Du coté des usagers, le plus difficile a été de trouver des places disponibles via les différentes alternatives. "J'actualisais en permanence le site pour trouver un trajet, dès que j'ai vu cette place, j'ai cliqué immédiatement", a raconté Pierre, 24 ans, en partance pour Paris. "Tous les trains étaient indisponibles ou complets et les bus, c'était pareil, donc la seule solution qui restait, c'était le covoiturage."

Au sein des trois compagnies de "cars Macron" actives en France, Isilines, filiale du groupe Transdev, a vu ses réservations "tripler par rapport à la normale, sur l'ensemble des lignes, tant pour les courtes distances que les Paris-Lyon ou Paris-Marseille", a indique à son directeur général, Hugo Roncal, dimanche soir. "Sur ces deux jours de grève, nous avons plusieurs dizaines de milliers de passagers en plus, c'est un niveau comparable à celui d'un 23 décembre ou une veille de 14 juillet", a-t-il précisé.

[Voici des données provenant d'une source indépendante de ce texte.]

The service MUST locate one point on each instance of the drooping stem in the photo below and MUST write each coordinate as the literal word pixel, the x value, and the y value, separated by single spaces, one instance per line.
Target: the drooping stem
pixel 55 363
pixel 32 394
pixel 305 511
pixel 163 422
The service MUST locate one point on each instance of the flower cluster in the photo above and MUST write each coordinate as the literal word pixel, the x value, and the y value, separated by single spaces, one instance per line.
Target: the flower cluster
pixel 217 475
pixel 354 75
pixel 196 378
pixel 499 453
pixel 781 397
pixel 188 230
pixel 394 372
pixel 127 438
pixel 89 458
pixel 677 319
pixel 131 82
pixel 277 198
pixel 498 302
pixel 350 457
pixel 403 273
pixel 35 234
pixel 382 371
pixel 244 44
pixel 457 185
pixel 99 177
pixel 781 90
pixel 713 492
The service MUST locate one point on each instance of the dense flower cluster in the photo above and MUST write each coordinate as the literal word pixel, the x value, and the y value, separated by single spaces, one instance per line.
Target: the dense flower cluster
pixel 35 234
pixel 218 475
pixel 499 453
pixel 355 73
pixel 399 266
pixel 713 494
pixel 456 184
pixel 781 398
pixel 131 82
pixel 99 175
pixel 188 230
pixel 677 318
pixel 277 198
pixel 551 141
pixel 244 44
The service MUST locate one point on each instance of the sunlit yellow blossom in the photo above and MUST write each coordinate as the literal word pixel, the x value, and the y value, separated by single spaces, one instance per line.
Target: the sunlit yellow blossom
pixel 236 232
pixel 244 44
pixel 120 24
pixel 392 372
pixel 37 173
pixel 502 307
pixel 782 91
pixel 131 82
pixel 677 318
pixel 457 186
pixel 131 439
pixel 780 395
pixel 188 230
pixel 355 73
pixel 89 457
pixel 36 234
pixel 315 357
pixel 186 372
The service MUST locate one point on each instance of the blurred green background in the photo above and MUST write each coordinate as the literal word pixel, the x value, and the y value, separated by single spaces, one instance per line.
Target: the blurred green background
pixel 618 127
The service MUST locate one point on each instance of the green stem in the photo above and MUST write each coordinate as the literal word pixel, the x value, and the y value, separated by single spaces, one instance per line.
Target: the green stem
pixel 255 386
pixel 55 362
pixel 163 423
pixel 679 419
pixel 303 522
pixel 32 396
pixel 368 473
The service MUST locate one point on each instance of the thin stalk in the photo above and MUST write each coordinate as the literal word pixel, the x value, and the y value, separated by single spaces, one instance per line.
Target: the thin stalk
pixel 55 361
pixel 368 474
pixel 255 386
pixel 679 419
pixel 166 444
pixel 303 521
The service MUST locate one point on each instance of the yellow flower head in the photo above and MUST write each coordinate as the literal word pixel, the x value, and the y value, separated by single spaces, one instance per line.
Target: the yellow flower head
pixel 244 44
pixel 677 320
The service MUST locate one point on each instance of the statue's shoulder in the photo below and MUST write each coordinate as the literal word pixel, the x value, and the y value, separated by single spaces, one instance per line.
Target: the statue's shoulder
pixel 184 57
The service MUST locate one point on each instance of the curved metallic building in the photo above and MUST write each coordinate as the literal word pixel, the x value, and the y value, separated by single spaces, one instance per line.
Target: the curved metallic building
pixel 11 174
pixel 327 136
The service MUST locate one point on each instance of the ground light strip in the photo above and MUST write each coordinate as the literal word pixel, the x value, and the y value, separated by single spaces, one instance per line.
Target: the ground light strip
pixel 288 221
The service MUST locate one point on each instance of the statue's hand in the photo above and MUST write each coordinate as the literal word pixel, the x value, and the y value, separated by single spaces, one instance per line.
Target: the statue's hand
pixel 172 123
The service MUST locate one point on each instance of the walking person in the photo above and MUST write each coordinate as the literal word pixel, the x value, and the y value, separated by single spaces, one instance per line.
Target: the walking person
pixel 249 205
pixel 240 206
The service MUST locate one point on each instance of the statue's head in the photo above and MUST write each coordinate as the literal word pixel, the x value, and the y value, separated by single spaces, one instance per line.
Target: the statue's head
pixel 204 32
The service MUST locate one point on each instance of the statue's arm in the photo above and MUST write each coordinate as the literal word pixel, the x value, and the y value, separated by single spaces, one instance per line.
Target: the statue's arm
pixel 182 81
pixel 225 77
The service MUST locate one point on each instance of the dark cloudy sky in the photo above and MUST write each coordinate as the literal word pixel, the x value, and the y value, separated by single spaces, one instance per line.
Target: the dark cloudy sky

Isilines, qui exploite une centaine d'autocars au quotidien, va doubler ou tripler son offre, en mettant deux ou trois autocars au lieu d'un au départ de certains trajets. "Mais il faut relativiser: 4,5 millions de personnes prennent le train tous les jours, et nous en transportons 8 millions...en un an !", a souligne le directeur de cette entreprise.

Du côté du concurrent FlixBus, les réservations ont bondi de 60% pour mardi. "Nous étions à +40% jeudi soir, et là on a beaucoup, beaucoup, beaucoup de réservations de dernière minute", a indiqué Yvan Lefranc-Morin, directeur général de FlixBus France.